Buongiorno Antonio, è un piacere incontrarti. Raccontaci chi è Last Queen…
Last Queen è un personaggio colorato, elegante e posato ma che resta sempre coi piedi per terra, sono una persona alla mano e penso che l’umiltà sia la base di tutto per i rapporti umani e per andare avanti nella vita.

Come è nata la passione per lo spettacolo e come hai conosciuto il mondo delle Drag Queen?
Il mio personaggio prima si chiamava Lulyx ed è nato 5 anni fa in un concorso regionale, il “Black e White”. Appartenevo a uno stile androgino poi col tempo ho sperimentato vari stili ed oggi mi ritengo una Classic che mira molto sull’immagine mantenendo uno stile sempre ricercato!

Come vivi il contrasto tra la vita di tutti giorni in cui sei un ragazzo come tutti gli altri e la notte, quando ti travesti?
Si nella vita privata lavoro, ho amici e familiari che accettano questo mio secondo lavoro, ovvero la Drag. Il fatto che mi travesta per lavoro non mi cambia la vita, grazie a Ivan Gold Queen che mi sta molto vicino, sto cercando di creare un mio personaggio ben curato, mantenendo sempre i miei valori, perché dobbiamo sapere scindere la vita da palcoscenico da quella reale.

Ti è mai capitato di subire i pregiudizi della gente?
Beh, in qualche serata capita sempre l’ignorante di turno con la parolina sempre pronta, purtroppo la drag, grazie a qualcuno che non fa bene questo mestiere, viene vista sotto un aspetto sessuale non a livello artistico. La migliore arma è “uccidi con il sorriso e vai sempre avanti”! (sorride)

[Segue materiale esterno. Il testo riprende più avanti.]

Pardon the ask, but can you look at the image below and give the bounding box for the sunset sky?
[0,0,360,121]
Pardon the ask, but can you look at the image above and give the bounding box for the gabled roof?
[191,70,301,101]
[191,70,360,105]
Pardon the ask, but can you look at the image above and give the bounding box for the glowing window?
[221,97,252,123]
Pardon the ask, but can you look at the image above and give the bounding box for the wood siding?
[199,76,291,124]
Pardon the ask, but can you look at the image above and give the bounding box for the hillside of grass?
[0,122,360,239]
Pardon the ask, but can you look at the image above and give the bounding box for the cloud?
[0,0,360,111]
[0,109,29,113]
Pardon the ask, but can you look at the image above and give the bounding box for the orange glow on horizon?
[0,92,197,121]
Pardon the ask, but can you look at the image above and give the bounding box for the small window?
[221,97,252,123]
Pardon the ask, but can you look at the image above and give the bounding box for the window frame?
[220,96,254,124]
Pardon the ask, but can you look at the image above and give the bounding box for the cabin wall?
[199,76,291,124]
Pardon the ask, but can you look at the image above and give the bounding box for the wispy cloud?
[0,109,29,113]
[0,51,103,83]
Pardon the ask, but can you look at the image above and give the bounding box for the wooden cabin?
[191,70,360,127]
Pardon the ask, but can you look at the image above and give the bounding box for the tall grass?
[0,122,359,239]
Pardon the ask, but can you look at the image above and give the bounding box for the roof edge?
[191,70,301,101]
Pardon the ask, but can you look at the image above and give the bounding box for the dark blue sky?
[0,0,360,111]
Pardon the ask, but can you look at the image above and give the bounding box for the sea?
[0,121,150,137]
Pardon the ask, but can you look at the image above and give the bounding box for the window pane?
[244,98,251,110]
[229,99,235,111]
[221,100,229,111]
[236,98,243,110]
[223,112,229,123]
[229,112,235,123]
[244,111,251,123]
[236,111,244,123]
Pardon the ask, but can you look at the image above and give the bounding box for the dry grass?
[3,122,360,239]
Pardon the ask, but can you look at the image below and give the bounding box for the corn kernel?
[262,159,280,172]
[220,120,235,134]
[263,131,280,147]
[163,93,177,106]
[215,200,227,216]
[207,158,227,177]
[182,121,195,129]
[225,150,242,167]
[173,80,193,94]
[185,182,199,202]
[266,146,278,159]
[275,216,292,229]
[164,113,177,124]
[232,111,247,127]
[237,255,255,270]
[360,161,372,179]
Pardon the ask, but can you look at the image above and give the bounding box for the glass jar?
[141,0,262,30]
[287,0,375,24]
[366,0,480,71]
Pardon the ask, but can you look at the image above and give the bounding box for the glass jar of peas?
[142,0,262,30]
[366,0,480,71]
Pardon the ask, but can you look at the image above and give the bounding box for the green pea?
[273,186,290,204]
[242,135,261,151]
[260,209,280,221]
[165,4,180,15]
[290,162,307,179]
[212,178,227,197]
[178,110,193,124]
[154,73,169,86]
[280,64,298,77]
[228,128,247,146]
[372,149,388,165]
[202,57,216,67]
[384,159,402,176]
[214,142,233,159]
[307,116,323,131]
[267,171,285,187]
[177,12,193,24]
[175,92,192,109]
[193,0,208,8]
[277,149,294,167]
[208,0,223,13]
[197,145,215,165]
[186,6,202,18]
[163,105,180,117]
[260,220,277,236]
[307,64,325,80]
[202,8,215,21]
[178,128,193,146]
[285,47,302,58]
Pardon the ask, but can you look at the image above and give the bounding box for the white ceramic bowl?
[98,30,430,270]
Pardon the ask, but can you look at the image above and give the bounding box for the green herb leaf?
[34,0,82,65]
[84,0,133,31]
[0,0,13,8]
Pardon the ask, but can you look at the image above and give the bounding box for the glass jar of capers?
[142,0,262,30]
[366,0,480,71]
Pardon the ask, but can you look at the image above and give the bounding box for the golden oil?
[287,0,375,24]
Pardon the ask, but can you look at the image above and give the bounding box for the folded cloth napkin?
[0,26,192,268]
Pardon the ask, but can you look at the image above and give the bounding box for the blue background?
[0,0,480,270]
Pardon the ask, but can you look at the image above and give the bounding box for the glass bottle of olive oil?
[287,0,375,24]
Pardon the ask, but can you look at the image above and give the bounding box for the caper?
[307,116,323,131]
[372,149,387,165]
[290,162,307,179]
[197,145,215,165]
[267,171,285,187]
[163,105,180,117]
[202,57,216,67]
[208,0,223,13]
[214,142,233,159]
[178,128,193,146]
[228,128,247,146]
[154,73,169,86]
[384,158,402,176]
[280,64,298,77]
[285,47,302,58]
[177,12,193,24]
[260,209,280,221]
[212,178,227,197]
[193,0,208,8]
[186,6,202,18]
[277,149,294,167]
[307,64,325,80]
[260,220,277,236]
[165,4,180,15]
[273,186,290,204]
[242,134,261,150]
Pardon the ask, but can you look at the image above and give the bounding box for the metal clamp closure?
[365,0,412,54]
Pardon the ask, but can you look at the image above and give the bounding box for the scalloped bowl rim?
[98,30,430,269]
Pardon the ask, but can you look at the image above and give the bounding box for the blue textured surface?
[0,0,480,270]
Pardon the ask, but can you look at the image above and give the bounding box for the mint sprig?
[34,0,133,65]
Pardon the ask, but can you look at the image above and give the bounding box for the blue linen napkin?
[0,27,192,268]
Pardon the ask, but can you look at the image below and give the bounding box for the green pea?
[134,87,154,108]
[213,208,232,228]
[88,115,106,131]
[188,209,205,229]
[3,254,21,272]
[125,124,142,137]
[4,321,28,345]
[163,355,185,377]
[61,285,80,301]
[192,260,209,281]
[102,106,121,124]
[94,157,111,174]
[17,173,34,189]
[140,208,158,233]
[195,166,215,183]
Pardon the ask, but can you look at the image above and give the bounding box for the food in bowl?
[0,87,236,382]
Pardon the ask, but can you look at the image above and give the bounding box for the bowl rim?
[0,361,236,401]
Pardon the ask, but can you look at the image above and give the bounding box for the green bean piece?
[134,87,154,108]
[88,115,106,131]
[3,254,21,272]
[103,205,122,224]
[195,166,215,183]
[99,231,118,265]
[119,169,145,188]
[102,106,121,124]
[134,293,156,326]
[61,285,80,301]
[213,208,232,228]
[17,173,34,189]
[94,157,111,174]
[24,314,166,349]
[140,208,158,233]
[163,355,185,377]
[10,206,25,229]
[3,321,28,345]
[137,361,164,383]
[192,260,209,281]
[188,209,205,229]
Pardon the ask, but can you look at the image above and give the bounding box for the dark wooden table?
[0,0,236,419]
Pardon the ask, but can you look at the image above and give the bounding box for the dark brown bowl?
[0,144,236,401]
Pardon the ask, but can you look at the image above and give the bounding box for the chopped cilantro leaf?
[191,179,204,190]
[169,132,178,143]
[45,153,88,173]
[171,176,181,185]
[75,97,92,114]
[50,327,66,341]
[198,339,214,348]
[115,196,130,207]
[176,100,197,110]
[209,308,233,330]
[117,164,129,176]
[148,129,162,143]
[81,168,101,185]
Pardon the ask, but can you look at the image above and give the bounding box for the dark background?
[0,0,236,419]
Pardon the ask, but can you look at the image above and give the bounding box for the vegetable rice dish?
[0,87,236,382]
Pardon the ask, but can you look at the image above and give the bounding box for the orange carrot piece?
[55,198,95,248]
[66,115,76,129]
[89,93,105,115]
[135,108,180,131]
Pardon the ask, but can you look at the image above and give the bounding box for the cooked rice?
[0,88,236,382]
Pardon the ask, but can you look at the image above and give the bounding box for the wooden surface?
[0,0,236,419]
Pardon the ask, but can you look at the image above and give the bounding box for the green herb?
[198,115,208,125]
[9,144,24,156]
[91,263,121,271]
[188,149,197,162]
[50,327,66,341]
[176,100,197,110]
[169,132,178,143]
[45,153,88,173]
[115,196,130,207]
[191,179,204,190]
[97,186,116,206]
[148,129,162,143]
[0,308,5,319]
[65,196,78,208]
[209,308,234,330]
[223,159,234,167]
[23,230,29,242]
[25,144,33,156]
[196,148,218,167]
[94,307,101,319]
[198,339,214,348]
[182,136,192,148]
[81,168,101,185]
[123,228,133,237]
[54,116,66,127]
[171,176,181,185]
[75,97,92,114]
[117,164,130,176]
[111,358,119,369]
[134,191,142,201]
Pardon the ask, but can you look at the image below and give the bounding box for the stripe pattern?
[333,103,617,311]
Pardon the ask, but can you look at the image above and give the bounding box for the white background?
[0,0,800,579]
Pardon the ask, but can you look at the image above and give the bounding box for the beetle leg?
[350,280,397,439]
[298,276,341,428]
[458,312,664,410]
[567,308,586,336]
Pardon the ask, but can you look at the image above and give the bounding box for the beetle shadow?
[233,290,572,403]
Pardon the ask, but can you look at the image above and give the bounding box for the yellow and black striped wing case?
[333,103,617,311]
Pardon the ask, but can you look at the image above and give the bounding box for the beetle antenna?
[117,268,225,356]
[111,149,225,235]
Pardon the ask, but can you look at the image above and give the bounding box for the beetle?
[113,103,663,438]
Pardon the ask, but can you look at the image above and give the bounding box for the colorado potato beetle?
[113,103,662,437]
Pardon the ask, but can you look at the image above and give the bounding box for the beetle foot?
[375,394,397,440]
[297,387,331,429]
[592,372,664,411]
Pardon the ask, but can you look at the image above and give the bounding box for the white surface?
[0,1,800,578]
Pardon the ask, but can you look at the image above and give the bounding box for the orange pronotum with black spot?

Chi è una Drag Queen, per te?
E’ colei che studia per crescere artisticamente e che si mette in gioco con umiltà e con sana competizione. Mi è capitato di vincere alcuni concorsi, tra cui il Top Queen International sud come reginetta creativa ma per questo non mi monto la testa anzi, cerco di aiutare le nuove leve e di fare sempre il meglio per migliorare!

Questo ti fa onore. E dimmi, quanto studio si nasconde dietro a questa passione? Tu quanto ci metti a prepararti tra make up e vestiti?
Se si vuole crescere, come già detto, bisogna avere una bella mimica facciale, ottimo playback e studiare pezzi da portare in scena che arrivino dritto al cuore delle persone e saper anche divertire, sapersi truccare da sole e sperimentare sempre finché non si impara da sole.

Che genere di spettacoli proponi?
Personalmente scelgo sempre il mondo Classic, ma ovviamente mi piace anche lo stile comico per far si che il messaggio di Drag Queen arrivi come arte e non come sfogo sessuale.

C’è un artista da cui prendi ispirazione?
Non ho mai avuto un’immagine drag da prendere spunto, ovviamente un po’ come tante prendo vari spunti da varie drag sia italiane che di vari posti del mondo. L’importante è arrivare diritti al cuore del pubblico.

Che consiglio daresti a chi vuole intraprendere questa carriera?
Ragazzi/e, se volete affacciarvi in questo campo bisogna essere umili ma soprattutto vestirsi di carattere!

Per il futuro hai qualche progetto?
Per il futuro? Portare sempre più in alto il mio format THE QUEEN OF THRONE insieme alla mia collega Céline e conoscere sempre di più altre grandi professioniste del mondo drag e non.

Grazie Last Queen per averci dedicato il tuo tempo, hai qualcosa da aggiungere?
La vita non è aspettare che passi la tempesta, ma imparare a ballare sotto la pioggia. Carpe diem!